兩個人難得心平氣和地坐在一起,既沒各懷心事也沒針鋒相對,林頔仔細把他們吃完後的糖紙折好裝進外套口袋,不着邊際地說了句:“我們要是不在那個鬼地方認識就好了,那樣的話大概能像大多數普通情侶一樣安安穩穩過日子。”
吳霁心沒說話,把蘋果糖咬得嘎嘣脆。
“真希望從一個美好的地方開始,比如大學校園之類的。”林頔還在感慨。
他剛說完,吳霁心突然開口了:“那我們兩個人大概永遠都不會相遇。”
這話倒是讓林頔一愣,他說得對,他們兩個下到腳底板上到腦門,左到社會階級右到文化背景,怎麽看都是八竿子打不着關系的類型,就算被命運這把只會作亂擾人的巨手硬拗到一起也不該産生什麽火花。
但這火花就是這般離奇的産生了、炸開了。甚至它根本不該被稱為是火花,而是能燎原的連天巨火,燒的人措手不及,燒得人丢盔棄甲,逃都逃不掉。與。夕。糰。懟。
連清那天對他說人逃不過情難自禁,林頔再遲鈍再慫包也該明白,他能那麽快就和吳霁心重新滾到一起不過也只是因為一個情難自禁,換任何一個人都不可能。
林頔忽然就釋然了,認清自己其實沒那麽難。他故意往旁邊擠了擠,靠在吳霁心肩膀上,淡淡地回他剛剛的話:“天命難違。”
吳霁心輕柔地拍了拍靠在自己肩膀上的腦袋,說:“睡一會兒吧,天亮我叫你。”
山裏半夜妖風不斷,和中午比仿佛換了個季節,吳霁心看着靠在自己肩膀上越縮越小的林頔,把他挪了個地方,讓他枕在自己腿上,順手把自己的運動服外套脫了蓋在他身上。
林頔是被一樹林子吱哇亂叫的鳥吵醒的,他随意揉了兩把眼睛,忽然想起隐形眼鏡沒摘,瞬間不敢再用力,只小心翼翼地按摩了一遍眼周。
他搖頭晃腦地試圖把剛起床遺留的混沌搖出腦袋,剛一起身才發現自己一整晚都靠在吳霁心腿上,身上不知什麽時候披上了他的外套。
吳霁心的腿被他枕了一晚上已經徹底麻了,再加上一身摔傷站起來的時候差點因為重心不穩摔在林頔身上。
林頔被他這一出搞得異常內疚,非要自己打頭下山,讓吳霁心跟在自己後面就好。
五年後的吳霁心終于長進了不少,不再急躁地試圖證明什麽強逞英雄,反而乖乖地拉着他的手跟他下山。

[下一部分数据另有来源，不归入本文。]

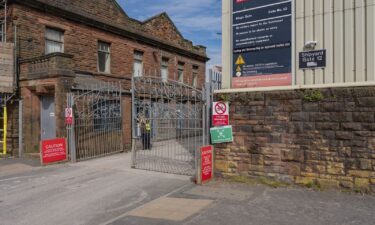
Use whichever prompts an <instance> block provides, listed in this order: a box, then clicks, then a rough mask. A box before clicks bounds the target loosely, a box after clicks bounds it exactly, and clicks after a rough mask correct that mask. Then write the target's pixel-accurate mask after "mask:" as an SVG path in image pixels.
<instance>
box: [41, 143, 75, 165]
mask: <svg viewBox="0 0 375 225" xmlns="http://www.w3.org/2000/svg"><path fill="white" fill-rule="evenodd" d="M41 146H42V150H41V154H42V164H43V165H44V164H49V163H54V162H60V161H65V160H67V159H68V157H67V148H66V139H65V138H58V139H52V140H44V141H42V143H41Z"/></svg>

他們在山上呆了一天一夜,吃的東西是開玩笑一樣的餅幹和糖,睡的地方是比天還冷的石臺階。吳霁心在敘利亞摸爬滾打了兩年,繞是被摔出一身傷也比林頔強太多,休息了一晚已經恢複了大半,此時正一臉精神地任由林頔拉着他走,反而是紙做的林頔走到停車場時連拿鑰匙的力氣都沒了。
吳霁心看他這幅樣子,心裏暗暗把他的身子骨從筆記本級別降低為活頁紙級別,自覺地讓林頔去後面躺着,自己坐上了駕駛座。